Concernant les personnages principaux, on a une focalisation d’abord sur le personnage de Tanabe, qui découvre cet univers, permettant de filer les clefs de compréhension aux spectateurs. Mais rapidement on comprend que le vrai héros de l’histoire est Hakimachi, prêt à sacrifier énormément de choses à sa passion de l’espace. Si Tanabe fait pas mal avancer l’histoire et est beaucoup mise en lumière, on est quand même sur une répartition très classique des rôles genrés dans ce couple de personnage, avec le mec taiseux qui veut être indépendant et aller explorer, et une fille idéaliste qui va apprendre à son contact mais lui faire découvrir la puissance de l’amour. De ce point de vue les personnages secondaires sont cependant plus réussis, notamment Fay Carmichael, la pilote de la section Débris colérique et prête à tout pour fumer tranquillement ses clopes. Tous les fils narratifs secondaires permettent de bien développer ces personnages et l’univers dans lequel ils évoluent.

Je recommande.

Soul, des studios Pixar

L’anti-Whiplash.

Joe Garner est un pianiste de jazz. Enfin, il voudrait l’être, il est surtout prof de musique dans un lycée de New York. Pour des raisons que je ne spoile pas, il décroche l’occasion de sa vie, mais ne pourra s’y rendre que s’il réussit à coopérer avec un sidekick surnaturel qui découvre la vie sur Terre et ce qu’est une existence humaine.

C’était très beau, surtout les séquences sur Terre, il y a quelques plans d’ensemble dont on a l’impression qu’ils sont là pour dire « oui, on peut faire ça en animation », mais ça marche super bien. Point de vue esthétique, j’ai été moins enthousiasmé par les séquences extraterrestres. J’aime beaucoup l’idée du design des Jerrys, mais le reste de l’environnement était peu varié en terme de couleurs (c’est probablement pour contraster avec les séquences terrestres, mais du coup elles en souffrent défavorablement).

Du point de vue intrigue, c’est un peu le même distinguo : tout ce qui se passe sur Terre est cool, la vie quotidienne de Garner et comment la présence et le regard de 22 lui font reconsidérer les choses est très bien fait. C’est pas forcément super original, mais ça marche, c’est bien mis en scène, c’est porté par une super bande-son. On a des séquences dans le milieu du jazz, qui se penchent sur les questions de passion et d’obsession, on a un fil thématique sur l’enseignement et la transmission : ce sont des thèmes qui étaient présents dans Whiplash mais là on a des professeurs bienveillants et une passion qui n’est jamais en lien avec l’idée de compétition. Un même sujet, traité totalement différemment.
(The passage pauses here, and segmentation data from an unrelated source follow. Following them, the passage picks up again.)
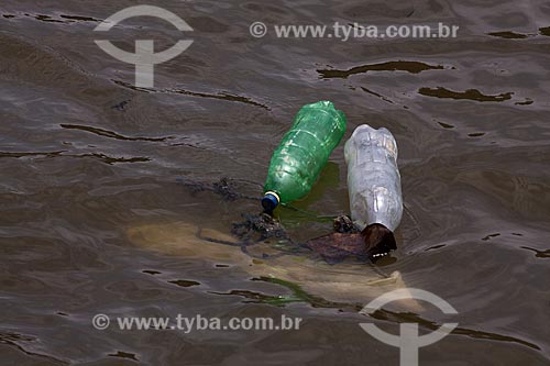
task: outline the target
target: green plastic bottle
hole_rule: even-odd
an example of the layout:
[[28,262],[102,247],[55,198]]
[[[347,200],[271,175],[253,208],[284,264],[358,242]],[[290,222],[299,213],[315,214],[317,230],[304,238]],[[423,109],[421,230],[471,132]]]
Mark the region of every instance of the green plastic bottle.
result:
[[306,196],[330,154],[345,133],[345,114],[330,101],[306,104],[275,149],[264,186],[262,206],[277,204]]

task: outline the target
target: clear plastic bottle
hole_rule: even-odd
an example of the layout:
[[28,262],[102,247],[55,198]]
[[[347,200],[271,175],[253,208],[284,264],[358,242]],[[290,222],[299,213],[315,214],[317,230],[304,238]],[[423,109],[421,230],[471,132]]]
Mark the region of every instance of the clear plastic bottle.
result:
[[306,196],[330,154],[345,133],[346,120],[330,101],[304,106],[275,149],[264,186],[262,206],[273,211],[279,202]]
[[362,124],[345,143],[344,154],[353,222],[361,231],[383,225],[395,246],[393,231],[402,220],[403,198],[394,136],[384,127]]

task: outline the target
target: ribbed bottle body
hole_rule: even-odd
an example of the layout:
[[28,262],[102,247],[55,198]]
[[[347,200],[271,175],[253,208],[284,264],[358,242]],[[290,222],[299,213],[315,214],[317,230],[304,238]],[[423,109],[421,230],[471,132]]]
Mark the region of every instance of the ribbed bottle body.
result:
[[351,217],[363,230],[381,223],[394,231],[402,220],[403,198],[397,143],[392,133],[366,124],[345,143]]

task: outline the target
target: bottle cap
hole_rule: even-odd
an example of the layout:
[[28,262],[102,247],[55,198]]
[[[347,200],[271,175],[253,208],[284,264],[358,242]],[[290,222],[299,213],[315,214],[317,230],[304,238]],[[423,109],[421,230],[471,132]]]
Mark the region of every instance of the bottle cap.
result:
[[264,198],[262,198],[262,207],[267,212],[272,212],[273,210],[275,210],[279,202],[280,199],[274,191],[265,192]]

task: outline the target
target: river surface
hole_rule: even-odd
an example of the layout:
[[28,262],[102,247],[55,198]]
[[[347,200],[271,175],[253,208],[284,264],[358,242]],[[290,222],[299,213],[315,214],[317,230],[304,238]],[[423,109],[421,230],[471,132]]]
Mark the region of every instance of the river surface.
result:
[[[138,3],[0,3],[1,365],[398,365],[399,350],[361,322],[394,334],[403,322],[421,334],[458,322],[420,348],[420,365],[550,364],[547,1],[162,0],[154,4],[194,31],[141,16],[94,32]],[[267,35],[250,34],[255,21]],[[279,38],[273,29],[337,21],[460,30],[455,38],[343,42]],[[160,51],[186,38],[188,49],[155,66],[152,88],[134,87],[133,65],[94,42],[133,52],[135,40]],[[344,138],[363,123],[395,135],[405,214],[398,249],[378,269],[398,270],[458,314],[426,306],[367,317],[358,313],[371,297],[361,286],[327,300],[327,286],[307,295],[299,278],[252,274],[260,259],[232,259],[239,248],[224,260],[235,247],[205,241],[199,249],[199,229],[229,237],[258,203],[176,179],[208,188],[228,177],[260,197],[271,153],[298,109],[317,100],[345,112]],[[345,176],[341,144],[299,210],[278,211],[297,241],[330,232],[330,218],[349,212]],[[144,244],[136,232],[157,236]],[[188,251],[165,249],[170,241]],[[301,275],[315,288],[317,271],[319,287],[327,274],[373,273],[353,260],[334,266]],[[92,326],[98,313],[109,329]],[[114,324],[177,314],[302,322],[193,332]]]

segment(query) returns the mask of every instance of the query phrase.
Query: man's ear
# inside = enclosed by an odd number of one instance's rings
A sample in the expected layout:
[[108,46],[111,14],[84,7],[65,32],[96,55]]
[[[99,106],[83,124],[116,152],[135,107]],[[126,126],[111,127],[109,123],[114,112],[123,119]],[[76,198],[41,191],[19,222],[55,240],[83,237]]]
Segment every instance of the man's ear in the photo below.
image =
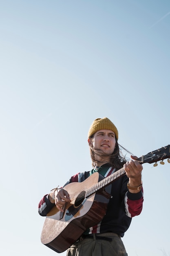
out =
[[93,142],[92,142],[92,139],[88,139],[88,146],[92,146]]

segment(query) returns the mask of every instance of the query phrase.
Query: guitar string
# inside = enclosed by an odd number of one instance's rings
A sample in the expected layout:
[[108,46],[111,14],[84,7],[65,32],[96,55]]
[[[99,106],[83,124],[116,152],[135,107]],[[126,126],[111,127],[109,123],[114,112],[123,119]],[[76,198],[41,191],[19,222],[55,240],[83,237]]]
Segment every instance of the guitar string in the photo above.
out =
[[[121,172],[123,171],[123,173],[121,173]],[[99,190],[102,189],[102,187],[106,186],[108,184],[108,182],[110,182],[110,181],[113,181],[117,177],[119,177],[124,173],[124,168],[122,168],[119,170],[118,170],[116,172],[112,174],[111,174],[109,176],[107,177],[106,177],[103,180],[102,180],[99,182],[97,182],[95,185],[93,186],[90,188],[87,189],[86,190],[82,191],[79,194],[76,195],[74,197],[72,198],[72,201],[74,201],[75,200],[75,202],[76,201],[76,199],[78,198],[78,200],[77,201],[78,202],[79,201],[81,201],[82,199],[84,198],[85,198],[84,195],[86,195],[86,194],[87,194],[86,197],[88,197],[91,195],[92,195],[93,193],[95,193],[97,190]],[[88,193],[88,192],[89,194]],[[68,202],[66,202],[64,205],[64,208],[66,207],[66,206],[70,204],[70,203],[68,203]]]
[[[159,150],[155,150],[155,151],[158,152],[159,151]],[[147,156],[147,155],[148,155],[150,153],[148,153],[145,156]],[[161,155],[162,155],[162,154],[161,154]],[[160,160],[162,159],[162,158],[163,158],[163,155],[164,155],[164,154],[162,154],[162,156],[161,157]],[[137,161],[138,162],[140,163],[142,163],[142,161],[140,160],[140,159],[141,159],[141,157],[139,157],[139,158],[138,158],[138,159],[137,159]],[[160,160],[159,160],[159,161]],[[121,173],[122,171],[123,171],[123,173],[121,174]],[[81,200],[82,199],[84,198],[84,195],[86,195],[86,194],[87,194],[87,197],[88,196],[89,196],[89,195],[92,194],[93,193],[95,193],[97,190],[101,189],[101,188],[104,186],[105,186],[106,185],[107,185],[108,182],[108,180],[109,180],[109,182],[110,182],[110,181],[113,181],[113,180],[116,179],[117,177],[120,177],[121,175],[124,174],[124,173],[125,173],[125,171],[124,170],[124,168],[123,167],[121,168],[121,169],[120,169],[119,170],[117,171],[116,172],[115,172],[114,173],[113,173],[111,175],[109,175],[108,177],[105,177],[103,180],[97,182],[95,185],[89,188],[88,189],[87,189],[86,190],[86,191],[82,191],[82,192],[81,192],[80,194],[76,195],[75,196],[75,197],[72,198],[72,200],[73,201],[73,200],[75,200],[75,202],[76,198],[79,198],[79,199],[77,200],[78,201]],[[119,176],[117,175],[118,174],[119,174]],[[113,179],[112,180],[111,180],[111,179],[112,179],[112,178]],[[105,182],[106,182],[106,184],[105,184]],[[87,193],[88,192],[88,191],[89,193],[89,194]],[[67,205],[67,204],[68,204],[69,203],[68,203],[67,202],[66,202],[64,205],[64,208],[65,208],[66,205]]]

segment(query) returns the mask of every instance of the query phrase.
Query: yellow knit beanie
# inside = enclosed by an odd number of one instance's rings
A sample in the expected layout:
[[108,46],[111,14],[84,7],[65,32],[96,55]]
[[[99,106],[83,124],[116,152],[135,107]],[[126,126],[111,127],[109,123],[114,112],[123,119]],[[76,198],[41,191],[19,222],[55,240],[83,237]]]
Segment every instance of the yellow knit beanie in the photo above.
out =
[[99,130],[107,129],[114,132],[117,139],[118,139],[118,131],[115,125],[107,117],[97,118],[93,122],[88,133],[88,138]]

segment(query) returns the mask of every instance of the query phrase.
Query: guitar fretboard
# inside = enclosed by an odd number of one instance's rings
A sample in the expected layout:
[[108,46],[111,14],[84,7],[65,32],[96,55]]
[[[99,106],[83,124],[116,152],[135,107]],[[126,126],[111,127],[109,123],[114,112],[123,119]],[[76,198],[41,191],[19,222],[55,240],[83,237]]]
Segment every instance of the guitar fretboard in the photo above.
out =
[[86,191],[85,197],[87,198],[91,195],[92,195],[101,189],[104,188],[107,185],[112,183],[113,181],[116,180],[117,180],[125,174],[126,172],[123,167],[113,173],[112,173],[111,175],[109,175],[108,177],[104,178],[104,179],[97,182],[97,183],[94,186],[88,189]]

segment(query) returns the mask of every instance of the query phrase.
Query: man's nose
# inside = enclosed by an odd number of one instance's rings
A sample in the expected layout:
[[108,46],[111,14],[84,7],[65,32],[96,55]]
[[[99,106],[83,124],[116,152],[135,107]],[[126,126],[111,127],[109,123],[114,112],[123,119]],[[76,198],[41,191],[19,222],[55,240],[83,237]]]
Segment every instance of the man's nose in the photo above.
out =
[[108,141],[110,140],[109,137],[108,137],[108,136],[104,136],[104,138],[103,138],[103,140]]

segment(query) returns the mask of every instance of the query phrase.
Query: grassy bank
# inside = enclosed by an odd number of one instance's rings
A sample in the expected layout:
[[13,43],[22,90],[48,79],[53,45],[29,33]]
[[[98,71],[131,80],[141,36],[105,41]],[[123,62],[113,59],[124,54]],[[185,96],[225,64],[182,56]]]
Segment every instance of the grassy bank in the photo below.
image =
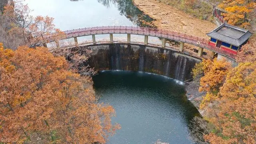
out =
[[201,20],[213,21],[212,8],[204,2],[195,0],[193,4],[185,0],[157,0],[158,2],[173,6]]

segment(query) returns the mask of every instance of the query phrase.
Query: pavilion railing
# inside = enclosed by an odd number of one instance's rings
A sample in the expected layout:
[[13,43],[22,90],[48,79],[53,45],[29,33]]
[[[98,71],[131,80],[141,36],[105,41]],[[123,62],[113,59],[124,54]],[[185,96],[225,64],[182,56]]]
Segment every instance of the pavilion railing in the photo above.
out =
[[[215,51],[216,53],[234,59],[236,59],[236,55],[234,54],[222,49],[219,47],[209,44],[209,40],[186,34],[167,30],[128,26],[107,26],[79,28],[63,32],[66,36],[64,38],[62,38],[62,39],[93,34],[130,34],[147,35],[184,42]],[[53,33],[44,35],[43,36],[43,37],[48,42],[53,41],[54,40],[52,38],[56,36],[56,33]]]

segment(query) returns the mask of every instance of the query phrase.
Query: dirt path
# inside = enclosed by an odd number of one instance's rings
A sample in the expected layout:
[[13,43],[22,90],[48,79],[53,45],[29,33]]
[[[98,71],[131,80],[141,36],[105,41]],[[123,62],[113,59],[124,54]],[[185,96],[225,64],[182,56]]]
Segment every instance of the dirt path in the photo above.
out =
[[158,28],[208,38],[206,33],[216,26],[210,22],[199,20],[171,6],[156,0],[133,0],[140,10],[151,18]]

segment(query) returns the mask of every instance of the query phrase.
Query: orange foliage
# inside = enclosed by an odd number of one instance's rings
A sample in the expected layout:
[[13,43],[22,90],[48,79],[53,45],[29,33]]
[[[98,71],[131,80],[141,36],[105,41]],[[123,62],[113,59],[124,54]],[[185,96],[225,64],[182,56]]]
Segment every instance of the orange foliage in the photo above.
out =
[[120,128],[111,124],[113,108],[97,104],[88,79],[68,68],[45,48],[13,52],[0,44],[0,142],[34,142],[36,135],[58,143],[105,143]]
[[206,108],[215,112],[207,119],[216,128],[205,136],[206,140],[211,144],[256,143],[256,62],[240,63],[228,73],[218,98],[213,100],[216,106]]
[[248,15],[256,8],[256,4],[251,0],[226,0],[219,6],[228,12],[223,14],[224,19],[233,25],[241,25],[248,28],[250,25]]
[[230,64],[224,60],[204,60],[202,62],[204,76],[200,80],[199,91],[211,92],[221,86]]
[[[22,0],[12,1],[4,8],[4,14],[10,18],[14,24],[10,32],[22,36],[24,43],[29,46],[45,44],[49,42],[49,40],[45,38],[46,37],[58,41],[66,38],[63,32],[54,28],[54,18],[48,16],[33,18],[30,15],[32,10]],[[45,36],[51,33],[54,34]]]
[[243,45],[237,53],[238,62],[250,62],[256,61],[256,36],[253,36],[248,42]]

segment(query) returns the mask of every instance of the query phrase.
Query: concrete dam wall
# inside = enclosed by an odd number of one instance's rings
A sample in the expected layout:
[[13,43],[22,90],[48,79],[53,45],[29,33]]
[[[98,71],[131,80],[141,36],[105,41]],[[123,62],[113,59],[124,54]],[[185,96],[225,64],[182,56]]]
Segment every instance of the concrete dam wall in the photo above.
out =
[[142,71],[182,81],[192,78],[192,68],[201,61],[173,50],[140,44],[101,44],[83,48],[92,50],[88,64],[97,70]]

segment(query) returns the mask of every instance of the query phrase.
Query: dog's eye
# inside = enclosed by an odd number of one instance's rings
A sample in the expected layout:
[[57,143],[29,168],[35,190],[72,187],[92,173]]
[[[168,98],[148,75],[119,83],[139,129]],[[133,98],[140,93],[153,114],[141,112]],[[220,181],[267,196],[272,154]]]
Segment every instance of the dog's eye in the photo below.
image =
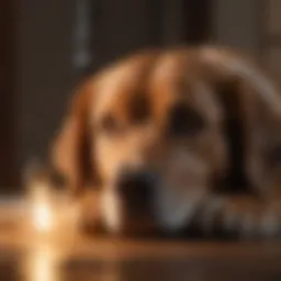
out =
[[196,135],[204,128],[203,119],[186,104],[173,106],[169,119],[168,133],[176,137]]
[[143,123],[149,116],[149,104],[146,97],[138,94],[130,104],[130,120],[134,124]]
[[116,119],[109,114],[102,119],[100,131],[106,134],[116,134],[122,131],[122,125]]
[[281,166],[281,145],[271,149],[268,154],[268,164],[270,167]]

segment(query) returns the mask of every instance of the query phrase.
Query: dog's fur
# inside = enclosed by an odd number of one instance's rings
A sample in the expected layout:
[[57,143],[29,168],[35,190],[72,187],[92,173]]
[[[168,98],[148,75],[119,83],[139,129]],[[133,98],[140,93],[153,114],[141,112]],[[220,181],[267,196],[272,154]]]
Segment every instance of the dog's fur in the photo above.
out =
[[[278,237],[279,94],[236,50],[138,53],[78,88],[52,159],[75,198],[94,193],[87,205],[109,232]],[[150,176],[149,195],[120,187],[132,171]]]

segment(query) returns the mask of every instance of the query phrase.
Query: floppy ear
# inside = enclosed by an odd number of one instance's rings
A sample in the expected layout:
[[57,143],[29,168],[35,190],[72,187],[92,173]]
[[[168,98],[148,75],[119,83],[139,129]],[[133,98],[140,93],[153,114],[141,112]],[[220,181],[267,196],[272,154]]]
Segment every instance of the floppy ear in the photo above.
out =
[[92,99],[92,82],[82,83],[70,101],[63,127],[50,151],[53,166],[65,178],[67,188],[74,194],[98,184],[92,161],[93,139],[89,122]]
[[[239,144],[237,150],[244,154],[240,159],[237,153],[234,154],[236,166],[244,164],[246,177],[256,190],[262,194],[271,192],[267,155],[271,147],[281,144],[280,91],[267,71],[243,54],[206,48],[203,55],[226,86],[222,97],[226,102],[228,100],[227,104],[224,102],[228,120],[232,123],[236,120],[239,125],[239,132],[234,132],[229,138],[235,146]],[[238,143],[237,136],[240,136]]]

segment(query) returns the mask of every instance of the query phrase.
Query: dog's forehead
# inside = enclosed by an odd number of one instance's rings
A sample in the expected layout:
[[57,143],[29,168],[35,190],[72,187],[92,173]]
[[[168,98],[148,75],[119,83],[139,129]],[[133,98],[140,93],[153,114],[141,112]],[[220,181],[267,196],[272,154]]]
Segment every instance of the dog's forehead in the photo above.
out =
[[120,102],[137,91],[139,80],[144,71],[149,70],[154,58],[154,53],[147,53],[104,69],[97,79],[93,117],[101,116],[115,101]]

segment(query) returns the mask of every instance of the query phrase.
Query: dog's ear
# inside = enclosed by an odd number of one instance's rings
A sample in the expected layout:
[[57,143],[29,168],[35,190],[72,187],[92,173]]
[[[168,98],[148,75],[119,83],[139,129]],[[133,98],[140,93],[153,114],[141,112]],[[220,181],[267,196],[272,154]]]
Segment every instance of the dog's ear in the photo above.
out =
[[66,180],[67,188],[79,194],[87,187],[99,184],[92,159],[90,112],[94,95],[93,82],[83,82],[70,101],[58,135],[50,147],[50,162]]
[[203,57],[221,83],[228,143],[237,148],[233,149],[236,167],[243,166],[255,189],[270,193],[278,177],[268,155],[281,147],[281,93],[265,67],[244,54],[206,48]]

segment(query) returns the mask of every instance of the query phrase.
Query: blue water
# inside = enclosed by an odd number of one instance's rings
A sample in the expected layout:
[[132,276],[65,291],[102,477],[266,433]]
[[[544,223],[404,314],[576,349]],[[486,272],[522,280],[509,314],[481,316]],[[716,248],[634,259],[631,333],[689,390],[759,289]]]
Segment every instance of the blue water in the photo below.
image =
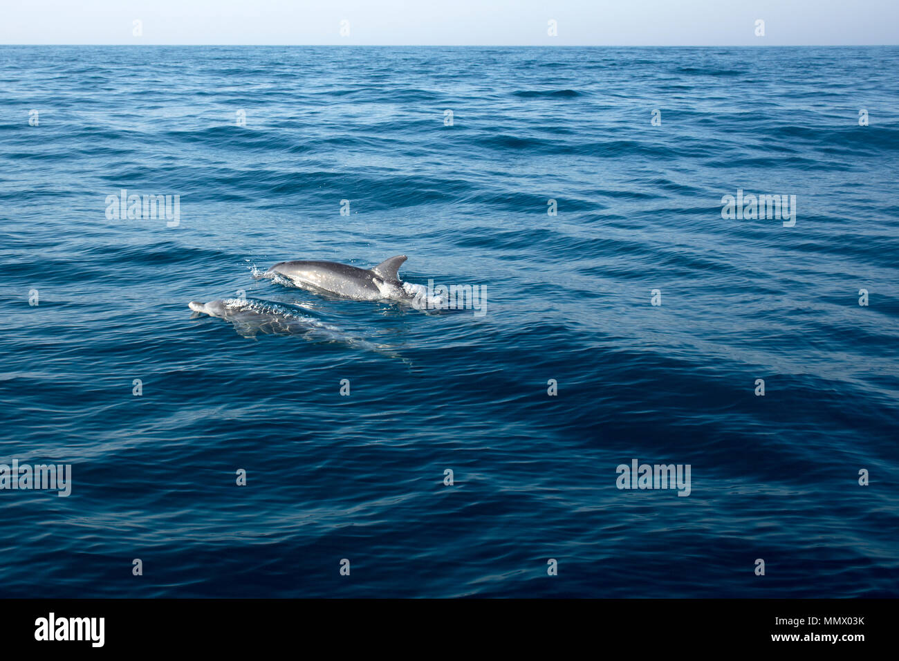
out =
[[[899,594],[899,49],[3,47],[0,81],[0,462],[72,466],[0,491],[0,595]],[[177,227],[107,219],[123,188]],[[485,314],[258,277],[400,254]],[[187,308],[244,294],[340,333]],[[690,496],[617,488],[635,459]]]

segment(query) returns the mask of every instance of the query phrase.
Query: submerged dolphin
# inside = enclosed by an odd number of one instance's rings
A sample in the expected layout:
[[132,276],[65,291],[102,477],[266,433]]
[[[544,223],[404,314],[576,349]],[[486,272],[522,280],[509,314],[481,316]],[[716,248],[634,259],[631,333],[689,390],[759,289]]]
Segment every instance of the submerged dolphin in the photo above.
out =
[[230,322],[244,337],[255,337],[259,333],[301,335],[307,340],[342,342],[368,351],[396,355],[389,347],[352,337],[336,326],[278,303],[254,299],[225,299],[209,303],[191,300],[187,307],[193,310],[195,317],[209,315]]
[[266,272],[288,278],[296,286],[315,292],[324,292],[357,300],[410,298],[399,279],[399,267],[405,262],[405,255],[397,255],[370,269],[337,264],[335,262],[280,262]]

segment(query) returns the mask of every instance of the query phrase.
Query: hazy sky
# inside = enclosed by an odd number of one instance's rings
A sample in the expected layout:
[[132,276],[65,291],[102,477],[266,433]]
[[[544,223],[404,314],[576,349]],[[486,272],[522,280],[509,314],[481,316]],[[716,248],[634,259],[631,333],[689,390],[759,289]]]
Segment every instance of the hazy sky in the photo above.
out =
[[[3,0],[0,43],[897,44],[899,0]],[[765,35],[755,35],[763,20]],[[143,34],[134,35],[134,21]],[[341,35],[341,22],[349,35]],[[547,34],[555,20],[557,36]]]

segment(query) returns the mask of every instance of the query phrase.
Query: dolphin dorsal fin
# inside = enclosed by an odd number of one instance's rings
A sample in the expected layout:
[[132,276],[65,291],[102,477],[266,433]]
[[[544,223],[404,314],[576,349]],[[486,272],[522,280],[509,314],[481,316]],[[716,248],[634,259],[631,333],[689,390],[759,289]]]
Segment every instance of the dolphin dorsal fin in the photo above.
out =
[[399,267],[403,265],[407,257],[405,255],[397,255],[396,257],[386,259],[371,269],[371,272],[384,280],[399,280]]

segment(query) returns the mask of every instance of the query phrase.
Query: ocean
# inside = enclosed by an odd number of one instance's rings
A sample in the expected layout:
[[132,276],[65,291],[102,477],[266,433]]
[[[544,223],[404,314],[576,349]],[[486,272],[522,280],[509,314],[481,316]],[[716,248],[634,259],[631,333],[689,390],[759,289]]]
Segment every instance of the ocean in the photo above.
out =
[[[899,594],[899,48],[0,80],[3,596]],[[398,255],[479,305],[264,277]],[[187,306],[222,299],[296,323]]]

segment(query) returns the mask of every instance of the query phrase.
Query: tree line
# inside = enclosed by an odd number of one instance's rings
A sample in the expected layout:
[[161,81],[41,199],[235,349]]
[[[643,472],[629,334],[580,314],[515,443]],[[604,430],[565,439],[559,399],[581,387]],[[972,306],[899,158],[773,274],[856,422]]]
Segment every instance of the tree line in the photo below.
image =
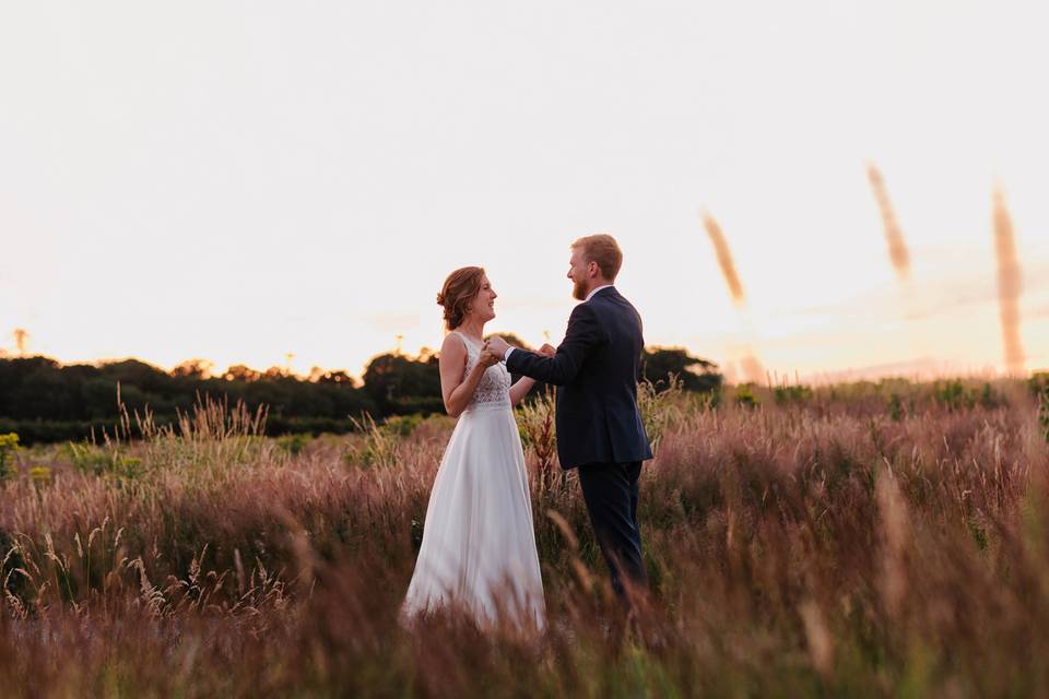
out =
[[[641,378],[657,386],[673,374],[688,391],[721,387],[717,366],[684,350],[647,348],[643,359]],[[300,377],[280,367],[259,371],[244,365],[212,376],[202,360],[164,371],[138,359],[61,365],[44,356],[0,358],[0,434],[16,433],[30,445],[111,433],[120,417],[118,392],[129,413],[149,408],[160,424],[191,412],[207,395],[229,405],[243,401],[251,411],[266,405],[268,434],[345,433],[365,413],[382,419],[443,412],[437,362],[428,351],[419,356],[381,354],[357,381],[345,371],[315,369]],[[544,388],[537,386],[533,393]]]

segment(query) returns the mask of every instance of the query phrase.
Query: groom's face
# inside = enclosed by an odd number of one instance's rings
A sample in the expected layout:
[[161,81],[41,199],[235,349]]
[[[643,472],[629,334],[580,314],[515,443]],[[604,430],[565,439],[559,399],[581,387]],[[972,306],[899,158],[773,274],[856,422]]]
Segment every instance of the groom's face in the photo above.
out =
[[[571,258],[568,260],[568,279],[571,280],[571,297],[577,300],[586,300],[590,293],[591,262],[587,262],[580,250],[573,250]],[[596,265],[594,265],[596,266]]]

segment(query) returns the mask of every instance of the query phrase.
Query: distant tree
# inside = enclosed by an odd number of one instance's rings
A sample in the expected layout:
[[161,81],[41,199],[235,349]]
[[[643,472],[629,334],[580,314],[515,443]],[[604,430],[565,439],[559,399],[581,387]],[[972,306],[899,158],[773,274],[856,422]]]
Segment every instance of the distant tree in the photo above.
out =
[[335,383],[338,386],[356,386],[352,376],[340,369],[339,371],[325,371],[317,377],[318,383]]
[[184,379],[208,379],[211,378],[211,371],[214,368],[215,364],[208,359],[186,359],[175,365],[172,376]]
[[414,412],[412,406],[432,412],[443,405],[436,355],[420,360],[400,354],[381,354],[368,363],[364,389],[384,415]]
[[724,380],[718,365],[694,357],[681,347],[646,348],[641,364],[644,378],[657,388],[665,388],[671,374],[681,380],[684,390],[700,393],[718,391]]
[[245,383],[251,383],[252,381],[258,381],[261,379],[262,374],[243,364],[235,364],[226,369],[225,374],[222,375],[222,378],[226,381],[244,381]]

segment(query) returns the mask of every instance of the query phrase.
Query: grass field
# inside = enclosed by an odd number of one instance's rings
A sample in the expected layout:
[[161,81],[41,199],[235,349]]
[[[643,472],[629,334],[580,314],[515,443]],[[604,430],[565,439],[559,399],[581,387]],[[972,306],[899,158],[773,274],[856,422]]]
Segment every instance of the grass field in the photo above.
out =
[[540,638],[398,624],[447,418],[267,439],[205,405],[175,431],[129,419],[133,440],[9,446],[0,695],[1040,695],[1040,406],[1019,381],[646,393],[652,593],[621,633],[540,404]]

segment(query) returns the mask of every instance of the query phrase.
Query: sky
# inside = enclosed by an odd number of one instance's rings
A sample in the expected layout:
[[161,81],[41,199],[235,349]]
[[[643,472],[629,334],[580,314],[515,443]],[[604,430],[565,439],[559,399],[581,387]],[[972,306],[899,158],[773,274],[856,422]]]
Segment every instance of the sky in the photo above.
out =
[[998,187],[1046,367],[1037,4],[0,0],[0,348],[360,376],[468,264],[556,343],[606,232],[646,342],[730,379],[993,374]]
L’intrigue métaphysique qui justifie la présence de 22 par contre, ça aurait pu être n’importe quelle autre raison, on s’en fiche un peu tbh, pourtant ça prend une part importante du film, ça aurait pu être expédié plus rapidement.
Niveau humour c’était globalement réussi tout du long, je suis bon client de ce type d’humour je pense mais les situations sont bien amenées.

Globalement un bon film, impressionnant du point de vue technique, avec quelques séquences un peu trop longues mais une belle histoire. On est un peu dans l’inverse d’Inside Out pour l’intérêt des séquences réalistes/métaphysiques.

Shady Part of Me, des studios Douze Dixièmes.

Puzzle game indépendant sorti fin 2020. On joue simultanément une petite fille timide et son ombre : la fille ne supporte pas la lumière, l’ombre ne se déplace qu’en 2D sur les murs et sols, et dans les zones illuminées seulement.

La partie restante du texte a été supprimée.